Experiences like these disrupt paternalistic assumptions within the health system and higher education that focus attention on various ways the system might ‘better support’ Indigenous people either in training for the workforce or in the workforce, while at the same time never acknowledging the institutional abuses that lead to the need for that support.


Conclusion

It is not surprising that racism might be a central feature of the experiences of Indigenous health professionals, whether one is an ‘untrained’ health worker or a medical specialist. In fact, racism remains the elephant in the room when it comes to the Indigenous health workforce literature – for it is racism that long prohibited Indigenous peoples’ access to educational and employment opportunities within the health system.
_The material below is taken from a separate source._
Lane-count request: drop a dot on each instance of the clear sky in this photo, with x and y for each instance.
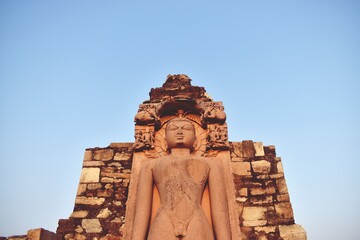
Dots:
(72, 74)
The recent emergence of an Indigenous health workforce has resulted in a richer understanding of the experiences of Indigenous health professionals, but this contribution still remains marginalised within health workforce literature. This is not to say that Indigenous people have not been theorising about racism. As Professor Aileen Moreton-Robinson (2015) states:

When Indigenous people raise issues of racism within the workforce, they are more often than not positioned as ‘troublemakers’ or are represented as being ‘too sensitive.’ What is often not understood by one’s ‘white workmates’ is the way in which the work environment supports and normalises their behaviour and attitudes… Many of us work in white male-dominated environments, often belonging to the first generation of Indigenous professionals, and we have to manage and negotiate white systems, knowledges, practices, and people. The workforce can be a place of great stress and anxiety because of the added burden of being the known and knowing stranger in a space where we are both in and out of place… we also know that our knowledges about ourselves have very little impact on the work environment because we are not in control. Instead, we have to endure the white gaze in all its manifestations as we try to earn a living for our families (Moreton-Robinson 2015, p. 99).

This growing Indigenous health workforce can illuminate understandings of how race operates within the health system in far more sophisticated ways than the epidemiologist seeking to measure it. The real challenge in addressing the disparities of health workforce representation lies in a preparedness to consider how power operates in the production and maintenance of health inequalities.

In 1989, John Newfong wrote the forward to the National Aboriginal Health Strategy. He argued that any measure aimed to address Indigenous health could not dismiss the realities of Indigenous Australia. He observed that Aboriginal Australians were ‘not even kept alive for their labour’, and when they were, were underpaid and considered ‘unreliable’. Thirty years on, we need to heed John’s advice. Indigenous health workforce issues exist in the same realities. There’s no pipeline we know of that lets Indigenous people escape them.


Conflicts of interest

The authors declare no conflicts of interest.



Acknowledgements

This research has been supported by the Lowitja Institute’s ‘health service and workforce’ research program.